Despite an increase in health spending in Africa, many people have limited access to good quality health care, especially in remote and rural areas. The burden of diseases such as HIV, TB and malaria, lack of health workers and management and organisational failures have all had a devastating effect. AMREF takes a more holistic approach to health by focusing on the different components needed to deliver effective health care, including; formal health workers, community health workers, laboratories and drug supplies.
Long-term improvements in health will not be achieved through the delivery of health projects alone. AMREF sets out to influence those in power so that health policies, practices and financing better serve the needs of the poor.
AMREF has learnt a great deal from its 50 years of experience working in and with some of the poorest and most marginalised communities and its advocacy work is imbued by lessons learnt in these communities. This evidence-based knowledge is used to inform, influence and advocate for change.
“AMREF has shown that indigenous solutions based on international science can address the toughest problems in the world, and serve as a beacon for Africa and for the world.” - The Global Health Fund
The award, worth $1 million, was established in 2000 by the Bill and Melinda Gates foundation, and is given annually to the organisation that they consider to have made a major and lasting contribution to the field of global health.
AMREF received the Medical Honors Award from Discovery Health Channel, USA for its extraordinary lifesaving work of nearly 50 years in improving the health of millions of people in Africa.

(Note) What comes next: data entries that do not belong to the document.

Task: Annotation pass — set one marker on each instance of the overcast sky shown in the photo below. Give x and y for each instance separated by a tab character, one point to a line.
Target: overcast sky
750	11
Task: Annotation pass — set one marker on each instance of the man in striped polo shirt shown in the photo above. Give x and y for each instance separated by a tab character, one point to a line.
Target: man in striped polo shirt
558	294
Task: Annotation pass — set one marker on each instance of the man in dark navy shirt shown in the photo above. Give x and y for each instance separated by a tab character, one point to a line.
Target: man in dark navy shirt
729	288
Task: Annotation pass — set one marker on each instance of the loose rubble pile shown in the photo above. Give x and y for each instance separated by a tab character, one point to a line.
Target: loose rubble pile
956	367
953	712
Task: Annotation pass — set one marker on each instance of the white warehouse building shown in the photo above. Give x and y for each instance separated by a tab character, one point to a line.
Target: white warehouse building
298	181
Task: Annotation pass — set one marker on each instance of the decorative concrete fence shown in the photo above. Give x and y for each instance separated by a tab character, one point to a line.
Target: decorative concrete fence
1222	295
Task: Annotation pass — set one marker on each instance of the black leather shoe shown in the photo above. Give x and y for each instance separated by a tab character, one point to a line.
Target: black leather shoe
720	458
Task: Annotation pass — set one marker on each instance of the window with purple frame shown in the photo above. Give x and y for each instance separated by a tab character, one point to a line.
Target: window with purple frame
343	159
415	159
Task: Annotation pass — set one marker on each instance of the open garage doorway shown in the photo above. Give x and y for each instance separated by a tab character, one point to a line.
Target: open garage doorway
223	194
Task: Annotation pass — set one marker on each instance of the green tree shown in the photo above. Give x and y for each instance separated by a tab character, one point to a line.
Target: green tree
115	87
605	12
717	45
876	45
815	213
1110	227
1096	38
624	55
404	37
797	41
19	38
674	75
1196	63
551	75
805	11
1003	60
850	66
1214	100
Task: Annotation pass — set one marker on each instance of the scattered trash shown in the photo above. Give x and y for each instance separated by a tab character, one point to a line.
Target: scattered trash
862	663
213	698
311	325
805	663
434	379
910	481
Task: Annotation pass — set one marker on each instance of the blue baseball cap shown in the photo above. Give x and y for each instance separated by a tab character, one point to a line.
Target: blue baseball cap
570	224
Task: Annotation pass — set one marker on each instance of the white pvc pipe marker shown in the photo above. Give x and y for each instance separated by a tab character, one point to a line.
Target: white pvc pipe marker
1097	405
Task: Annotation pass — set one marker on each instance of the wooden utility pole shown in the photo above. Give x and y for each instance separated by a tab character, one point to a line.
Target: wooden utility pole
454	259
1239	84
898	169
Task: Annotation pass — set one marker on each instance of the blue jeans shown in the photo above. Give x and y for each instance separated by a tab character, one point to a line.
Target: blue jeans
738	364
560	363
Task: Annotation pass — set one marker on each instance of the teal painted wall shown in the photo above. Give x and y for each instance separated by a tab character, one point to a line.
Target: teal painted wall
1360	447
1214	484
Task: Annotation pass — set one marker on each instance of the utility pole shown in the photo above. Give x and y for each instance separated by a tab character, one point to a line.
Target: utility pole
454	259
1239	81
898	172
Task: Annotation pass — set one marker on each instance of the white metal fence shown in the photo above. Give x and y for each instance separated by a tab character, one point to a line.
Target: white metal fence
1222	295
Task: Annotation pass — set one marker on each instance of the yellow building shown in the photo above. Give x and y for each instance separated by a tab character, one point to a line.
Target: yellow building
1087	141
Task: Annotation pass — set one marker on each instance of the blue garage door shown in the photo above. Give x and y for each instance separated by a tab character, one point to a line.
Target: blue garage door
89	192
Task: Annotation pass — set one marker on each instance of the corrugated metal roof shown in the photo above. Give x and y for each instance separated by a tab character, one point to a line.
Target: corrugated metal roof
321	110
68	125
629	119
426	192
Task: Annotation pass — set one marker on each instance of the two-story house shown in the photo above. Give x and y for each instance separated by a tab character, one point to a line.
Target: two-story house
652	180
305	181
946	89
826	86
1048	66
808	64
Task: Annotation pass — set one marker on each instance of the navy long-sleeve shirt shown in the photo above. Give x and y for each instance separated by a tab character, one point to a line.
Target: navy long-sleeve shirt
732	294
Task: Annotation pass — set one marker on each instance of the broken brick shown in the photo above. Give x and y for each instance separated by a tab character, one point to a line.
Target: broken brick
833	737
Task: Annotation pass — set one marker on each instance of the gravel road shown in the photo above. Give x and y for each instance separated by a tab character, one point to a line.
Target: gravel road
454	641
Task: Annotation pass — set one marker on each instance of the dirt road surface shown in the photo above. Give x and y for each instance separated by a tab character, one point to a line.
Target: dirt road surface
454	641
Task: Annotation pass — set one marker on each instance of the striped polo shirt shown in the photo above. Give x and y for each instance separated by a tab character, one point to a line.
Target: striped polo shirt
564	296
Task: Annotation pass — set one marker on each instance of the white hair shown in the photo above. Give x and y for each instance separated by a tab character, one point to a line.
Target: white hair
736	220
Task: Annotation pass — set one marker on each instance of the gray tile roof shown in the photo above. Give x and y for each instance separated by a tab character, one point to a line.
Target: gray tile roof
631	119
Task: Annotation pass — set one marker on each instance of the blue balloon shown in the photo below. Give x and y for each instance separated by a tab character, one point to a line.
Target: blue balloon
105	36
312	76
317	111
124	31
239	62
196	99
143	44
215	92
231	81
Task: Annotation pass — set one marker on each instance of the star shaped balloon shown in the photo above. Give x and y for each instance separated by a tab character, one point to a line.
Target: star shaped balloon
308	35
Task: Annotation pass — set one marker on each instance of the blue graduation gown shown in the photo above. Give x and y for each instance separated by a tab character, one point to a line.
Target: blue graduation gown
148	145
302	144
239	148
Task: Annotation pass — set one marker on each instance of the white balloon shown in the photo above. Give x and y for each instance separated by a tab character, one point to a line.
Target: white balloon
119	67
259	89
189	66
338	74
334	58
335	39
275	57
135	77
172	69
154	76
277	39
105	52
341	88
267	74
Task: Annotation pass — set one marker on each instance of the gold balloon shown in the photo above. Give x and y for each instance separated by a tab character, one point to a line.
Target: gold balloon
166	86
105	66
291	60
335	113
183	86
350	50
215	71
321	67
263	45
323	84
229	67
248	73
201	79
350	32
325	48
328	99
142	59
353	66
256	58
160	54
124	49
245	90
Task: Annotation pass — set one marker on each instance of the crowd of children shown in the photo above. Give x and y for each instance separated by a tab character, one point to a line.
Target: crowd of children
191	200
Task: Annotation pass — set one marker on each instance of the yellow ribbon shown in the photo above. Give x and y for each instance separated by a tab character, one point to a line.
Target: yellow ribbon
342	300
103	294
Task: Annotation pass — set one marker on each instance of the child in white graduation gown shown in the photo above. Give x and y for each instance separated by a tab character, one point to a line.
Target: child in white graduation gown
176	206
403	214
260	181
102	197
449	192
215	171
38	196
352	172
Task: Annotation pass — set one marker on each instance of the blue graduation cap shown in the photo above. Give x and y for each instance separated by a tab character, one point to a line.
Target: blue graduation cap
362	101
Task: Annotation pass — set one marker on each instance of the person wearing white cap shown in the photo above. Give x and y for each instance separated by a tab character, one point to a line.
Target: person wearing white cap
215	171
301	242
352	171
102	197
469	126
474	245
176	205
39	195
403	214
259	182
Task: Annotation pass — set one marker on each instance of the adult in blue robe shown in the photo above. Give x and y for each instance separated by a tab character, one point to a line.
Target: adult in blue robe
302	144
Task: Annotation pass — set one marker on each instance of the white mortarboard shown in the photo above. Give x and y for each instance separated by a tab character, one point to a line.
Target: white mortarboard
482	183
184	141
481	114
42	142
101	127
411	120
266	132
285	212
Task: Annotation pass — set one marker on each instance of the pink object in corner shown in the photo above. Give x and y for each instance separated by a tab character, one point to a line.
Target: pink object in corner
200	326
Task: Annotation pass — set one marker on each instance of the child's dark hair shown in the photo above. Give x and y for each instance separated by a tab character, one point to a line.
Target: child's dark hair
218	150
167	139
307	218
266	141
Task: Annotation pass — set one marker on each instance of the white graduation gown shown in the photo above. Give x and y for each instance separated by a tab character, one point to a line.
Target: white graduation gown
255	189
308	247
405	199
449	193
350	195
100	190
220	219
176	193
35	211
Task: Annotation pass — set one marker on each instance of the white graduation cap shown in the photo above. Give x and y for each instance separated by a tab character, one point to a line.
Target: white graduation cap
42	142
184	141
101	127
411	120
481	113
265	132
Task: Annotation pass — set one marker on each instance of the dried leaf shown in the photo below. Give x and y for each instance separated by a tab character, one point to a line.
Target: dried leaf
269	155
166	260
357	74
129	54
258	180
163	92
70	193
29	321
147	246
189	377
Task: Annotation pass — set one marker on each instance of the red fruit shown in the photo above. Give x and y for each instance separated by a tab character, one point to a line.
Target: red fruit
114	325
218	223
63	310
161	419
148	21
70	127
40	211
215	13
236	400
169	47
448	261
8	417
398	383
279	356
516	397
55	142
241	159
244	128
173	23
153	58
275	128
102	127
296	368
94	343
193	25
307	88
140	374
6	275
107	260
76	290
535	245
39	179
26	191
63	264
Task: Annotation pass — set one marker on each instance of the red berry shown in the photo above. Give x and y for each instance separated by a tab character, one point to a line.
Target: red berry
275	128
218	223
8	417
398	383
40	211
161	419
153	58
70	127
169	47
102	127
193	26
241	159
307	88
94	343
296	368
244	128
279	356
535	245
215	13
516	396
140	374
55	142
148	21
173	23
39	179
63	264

The world’s largest humanitarian award which honors tireless commitment by AMREF to bring health care services to the most remote areas of the continent. The Conrad N. Hilton Humanitarian Prize was established by the Conrad N. Hilton Foundation in 1996. The annual $1.5 million dollar award honors a charitable or non-governmental organisation that has made extraordinary contributions toward alleviating human suffering anywhere in the world.